Napa is the largest city and county seat of Napa County and a principal city of Wine Country in California. Take a look below for 15 interesting and fun facts about Napa, California, United States.
1. Located in the North Bay region of the Bay Area, the city had a population of 78,130 as of 2019.
2. Napa is a major tourist destination in California, known for its wineries, restaurants, and arts culture.
3. The name “Napa” was probably derived from the name given to a southern Nappan village whose native people shared the area with elk, deer, grizzlies and cougars for many centuries, according to Napa historian Kami Santiago.
4. At the time of the first recorded exploration into Napa Valley in 1823, the majority of the inhabitants consisted of Native American Indians.
5. Padre José Altimira, founder of Mission San Francisco Solano in Sonoma, led the expedition. Spanish priests converted some natives; the rest were attacked and dispersed by Mexican soldiers.
6. The first American immigrants began arriving in area in the 1830s.
7. Prior to the American Conquest of California, Napa Valley was in California’s District of Sonoma. At the time, its boundaries also included Lake County to the north.

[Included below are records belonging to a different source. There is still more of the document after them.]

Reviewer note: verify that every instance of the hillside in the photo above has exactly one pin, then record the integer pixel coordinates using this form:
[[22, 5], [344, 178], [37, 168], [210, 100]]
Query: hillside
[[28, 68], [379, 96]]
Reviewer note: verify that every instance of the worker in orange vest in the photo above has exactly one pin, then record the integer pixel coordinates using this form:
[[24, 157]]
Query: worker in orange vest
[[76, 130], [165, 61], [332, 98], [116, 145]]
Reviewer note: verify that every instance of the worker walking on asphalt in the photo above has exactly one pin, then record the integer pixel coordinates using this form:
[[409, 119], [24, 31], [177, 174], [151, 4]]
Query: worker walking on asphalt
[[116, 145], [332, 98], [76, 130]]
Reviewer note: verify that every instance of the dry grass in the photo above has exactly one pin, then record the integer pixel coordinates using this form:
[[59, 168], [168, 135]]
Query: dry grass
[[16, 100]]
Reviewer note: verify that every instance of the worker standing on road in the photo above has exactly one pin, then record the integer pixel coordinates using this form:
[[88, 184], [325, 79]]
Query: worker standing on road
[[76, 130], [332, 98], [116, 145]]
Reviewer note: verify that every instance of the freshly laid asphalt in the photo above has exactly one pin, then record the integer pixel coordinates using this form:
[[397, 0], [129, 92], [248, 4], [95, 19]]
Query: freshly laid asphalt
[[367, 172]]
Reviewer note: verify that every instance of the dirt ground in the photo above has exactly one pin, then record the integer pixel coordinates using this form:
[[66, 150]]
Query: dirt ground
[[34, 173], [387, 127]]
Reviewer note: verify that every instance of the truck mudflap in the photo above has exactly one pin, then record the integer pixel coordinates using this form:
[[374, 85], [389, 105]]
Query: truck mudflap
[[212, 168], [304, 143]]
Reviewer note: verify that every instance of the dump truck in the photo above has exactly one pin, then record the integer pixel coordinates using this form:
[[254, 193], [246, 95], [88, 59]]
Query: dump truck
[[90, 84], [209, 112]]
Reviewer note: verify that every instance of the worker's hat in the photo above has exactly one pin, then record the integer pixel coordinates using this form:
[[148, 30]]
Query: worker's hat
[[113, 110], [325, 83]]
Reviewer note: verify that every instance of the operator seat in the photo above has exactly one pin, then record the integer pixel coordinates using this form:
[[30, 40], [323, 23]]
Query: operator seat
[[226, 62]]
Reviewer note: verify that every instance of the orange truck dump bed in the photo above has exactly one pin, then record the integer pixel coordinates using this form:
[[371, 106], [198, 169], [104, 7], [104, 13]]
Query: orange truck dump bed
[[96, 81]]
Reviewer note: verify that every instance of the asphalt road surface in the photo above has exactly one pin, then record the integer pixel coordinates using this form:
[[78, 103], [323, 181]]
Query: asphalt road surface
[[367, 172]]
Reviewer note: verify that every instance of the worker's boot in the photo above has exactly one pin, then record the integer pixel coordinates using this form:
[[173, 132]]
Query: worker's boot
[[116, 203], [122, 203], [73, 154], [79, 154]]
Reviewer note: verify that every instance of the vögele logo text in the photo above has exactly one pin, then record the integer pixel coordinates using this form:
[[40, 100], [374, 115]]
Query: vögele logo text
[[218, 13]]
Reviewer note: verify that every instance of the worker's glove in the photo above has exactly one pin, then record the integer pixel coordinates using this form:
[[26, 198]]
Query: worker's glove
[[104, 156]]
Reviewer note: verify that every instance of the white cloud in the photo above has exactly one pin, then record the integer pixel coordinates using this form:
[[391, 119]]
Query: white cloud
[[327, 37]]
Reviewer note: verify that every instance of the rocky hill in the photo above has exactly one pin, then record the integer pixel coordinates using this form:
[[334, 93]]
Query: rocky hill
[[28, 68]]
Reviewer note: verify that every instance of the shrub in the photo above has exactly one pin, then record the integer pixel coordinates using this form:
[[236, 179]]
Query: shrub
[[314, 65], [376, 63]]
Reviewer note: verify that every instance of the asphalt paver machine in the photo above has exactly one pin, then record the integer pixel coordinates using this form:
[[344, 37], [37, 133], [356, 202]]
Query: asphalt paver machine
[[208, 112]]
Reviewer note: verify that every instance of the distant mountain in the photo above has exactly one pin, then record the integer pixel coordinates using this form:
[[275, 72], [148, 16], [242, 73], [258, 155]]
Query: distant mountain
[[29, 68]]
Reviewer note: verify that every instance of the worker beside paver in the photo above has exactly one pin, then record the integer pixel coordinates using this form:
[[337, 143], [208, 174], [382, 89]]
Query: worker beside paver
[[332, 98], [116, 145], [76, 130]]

By this time, the indigenous people were either working as field laborers or living in small bands in the hills surrounding the valley.
8. Tensions between the white settlers and Native Americans broke into war in 1850, resulting in soldiers hunting down and killing all the natives they could find, driving the remainder north toward Clear Lake.
9. By 1870, the Native American population consisted of only a few laborers and servants working for the white settlers.
10. The City of Napa was founded by Nathan Coombs in 1847.
11. It was not the plan of General Mariano Guadalupe Vallejo. He had paid to survey for a township down river at Soscol Landing where riverboats could turn around. The Napa town site was surveyed on property Coombs had received from Nicolas Higuera, original holder of the Rancho Entre Napa, a Mexican land grant. The first record of a ship navigating the river was the Susana in 1842, though by 1850 the Dolphin became the first passenger steamship to navigate the Napa River in order to open another path of commerce.
12. In the mid-1850s, Napa’s Main Street rivaled that of many larger cities, with as many as 100 saddle horses tied to the fences on an average afternoon. John Patchett opened the first commercial winery in the county in 1859.
13. The Napa Valley Register founded by J.I. Horrell and L. Hoxie Strong made its debut on August 10, 1863 with weekly publications until becoming a daily newspaper in 1872.
14. The California Gold Rush of the late 1850s expanded Napa City. A tent city was erected along Main Street. Many cattle ranches were maintained, and the lumber industry had greatly expanded. Sawmills in the valley were in operation cutting up timber that was hauled by team to Napa, and then shipped out on the river to Benicia and San Francisco.
15. In 1858 the great silver rush began in Napa Valley, and miners eagerly flocked to the eastern hills. In the 1860s, mining carried on, in a large scale, with quicksilver mines operating in many areas of Napa County. The most noted mine was the Silverado Mine, near the summit of Mount Saint Helena. At this time, the first wave of rural, foreign laborers from coastal villages of China’s Canton province arrived in California, and at Napa County mines. A settlement for Chinese laborers in Napa was established in the early 1860s. At its peak from the 1880s to the early 1900s the Chinese population grew to a population of over 300 people.